Guru Besar Unhas Marthen Napang Divonis 1 Tahun Penjara

Guru besar Universitas Hasanuddin (Unhas) Makassar, Prof. Marthen Napang, dijatuhi hukuman penjara selama satu tahun oleh Pengadilan Negeri Jakarta Pusat. Vonis ini terkait dengan kasus penipuan dan pemalsuan dokumen Mahkamah Agung (MA) yang melibatkan dirinya. Dalam sidang yang digelar pada Rabu, 12 Maret 2025, ketua majelis hakim, Buyung Dwikora, menyatakan, "Menjatuhkan pidana terhadap terdakwa Profesor Doktor Marthen Napang, SH, MH dengan pidana penjara selama 1 tahun."

Keputusan ini terbilang lebih ringan dari tuntutan yang diajukan oleh JPU, yang meminta agar Marthen dijatuhi vonis hukuman selama empat tahun penjara. Dia dianggap melanggar Pasal 263 KUHP tentang pemalsuan dokumen dan Pasal 378 KUHP tentang penipuan.
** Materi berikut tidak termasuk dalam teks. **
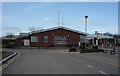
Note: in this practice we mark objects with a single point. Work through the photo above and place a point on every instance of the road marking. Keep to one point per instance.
(10, 61)
(99, 60)
(80, 62)
(102, 72)
(68, 56)
(89, 66)
(73, 58)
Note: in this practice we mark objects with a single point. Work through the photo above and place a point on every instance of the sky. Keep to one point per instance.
(17, 17)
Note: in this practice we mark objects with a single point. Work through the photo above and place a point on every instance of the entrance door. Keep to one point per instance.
(26, 42)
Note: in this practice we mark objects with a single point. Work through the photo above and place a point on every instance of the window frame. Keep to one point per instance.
(33, 39)
(45, 38)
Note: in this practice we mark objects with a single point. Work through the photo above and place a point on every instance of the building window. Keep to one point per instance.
(22, 40)
(60, 40)
(45, 39)
(34, 38)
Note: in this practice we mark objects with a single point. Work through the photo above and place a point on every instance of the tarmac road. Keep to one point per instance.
(59, 61)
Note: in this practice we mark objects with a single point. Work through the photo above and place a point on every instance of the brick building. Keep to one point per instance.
(57, 37)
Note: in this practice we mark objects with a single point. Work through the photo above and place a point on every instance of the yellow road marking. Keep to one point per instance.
(11, 60)
(5, 63)
(117, 65)
(100, 60)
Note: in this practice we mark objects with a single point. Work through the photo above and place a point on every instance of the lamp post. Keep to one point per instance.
(86, 29)
(86, 24)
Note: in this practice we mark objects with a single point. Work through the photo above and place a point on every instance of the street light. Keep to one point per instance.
(86, 24)
(86, 28)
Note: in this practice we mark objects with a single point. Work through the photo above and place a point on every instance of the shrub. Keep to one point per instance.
(51, 45)
(69, 45)
(91, 50)
(82, 47)
(95, 47)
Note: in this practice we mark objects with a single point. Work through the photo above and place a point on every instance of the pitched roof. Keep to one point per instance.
(22, 35)
(54, 28)
(99, 36)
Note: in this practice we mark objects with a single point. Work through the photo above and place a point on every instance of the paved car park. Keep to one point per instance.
(60, 61)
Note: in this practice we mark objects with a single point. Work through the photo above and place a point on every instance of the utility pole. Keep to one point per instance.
(86, 29)
(58, 17)
(86, 24)
(62, 21)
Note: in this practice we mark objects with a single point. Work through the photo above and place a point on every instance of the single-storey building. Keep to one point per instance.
(99, 39)
(56, 36)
Pihak korban dalam kasus ini, John Palinggi, melaporkan Marthen pada Agustus 2017, menuduhnya telah melakukan penipuan yang mengakibatkan kerugian hingga Rp 950 juta.
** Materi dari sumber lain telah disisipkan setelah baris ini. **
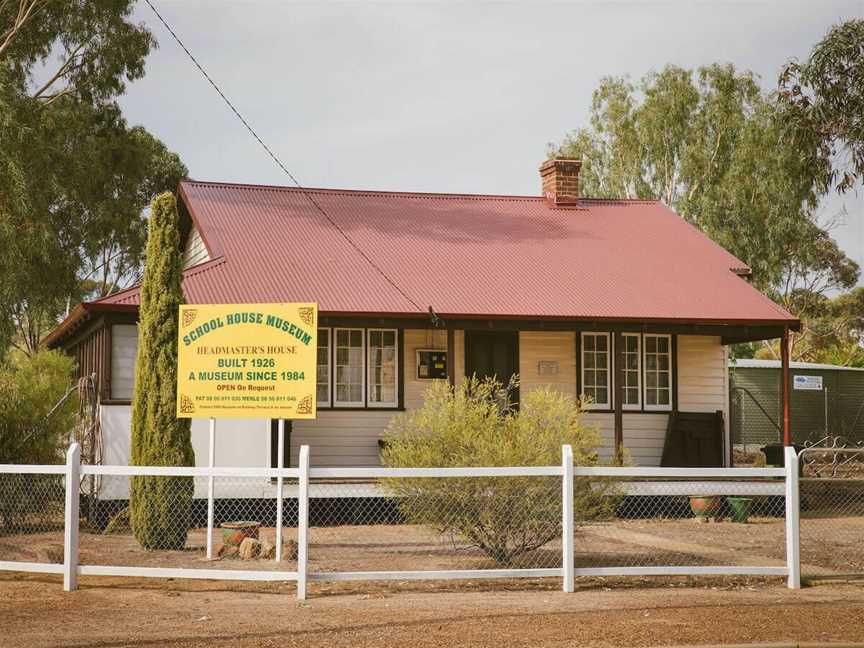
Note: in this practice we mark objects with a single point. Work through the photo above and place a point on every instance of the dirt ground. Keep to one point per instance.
(829, 546)
(129, 612)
Proses hukum terhadap Marthen Napang dimulai ketika John melakukan laporan kepada Polda Metro Jaya, setelah merasa tertipu. Menurut John, Marthen diduga telah memalsukan dokumen yang menunjukkan bahwa putusan MA atas perkara yang diurus terdakwa, seolah-olah pihaknya menang. Namun, setelah diverifikasi langsung oleh John di MA, ternyata putusan tersebut ditolak.

Beberapa poin penting terkait kasus ini antara lain:

  1. Tindakan pidana: Marthen Napang diduga melakukan pemalsuan dokumen yang berkaitan dengan putusan MA, yang mengarah pada kerugian finansial bagi korban.

  2. Laporan dan tuntutan: John Palinggi melaporkan tindakan tersebut kepada pihak berwenang, mengklaim bahwa tindakannya tersebut menyebabkan kerugian yang signifikan. John menuntut keadilan atas pemalsuan dokumen yang dianggapnya merusak muruah MA.

  3. Respon korban: Setelah putusan dijatuhkan, John Palinggi menyatakan kehormatan terhadap keputusan hakim. Namun, ia sangat menyesalkan bahwa tuduhan pemalsuan dokumen tidak direspons dengan serius, meskipun ia telah berjuang selama tujuh tahun untuk menemukan keadilan.

  4. Proses praperadilan: Marthen mencoba mengajukan praperadilan atas penetapan tersangka tetapi ditolak oleh hakim. Penetapan tersangka dilakukan pada 4 Juni 2024 setelah hasil penyelidikan mengarah pada tindak pidana yang dilaporkan John.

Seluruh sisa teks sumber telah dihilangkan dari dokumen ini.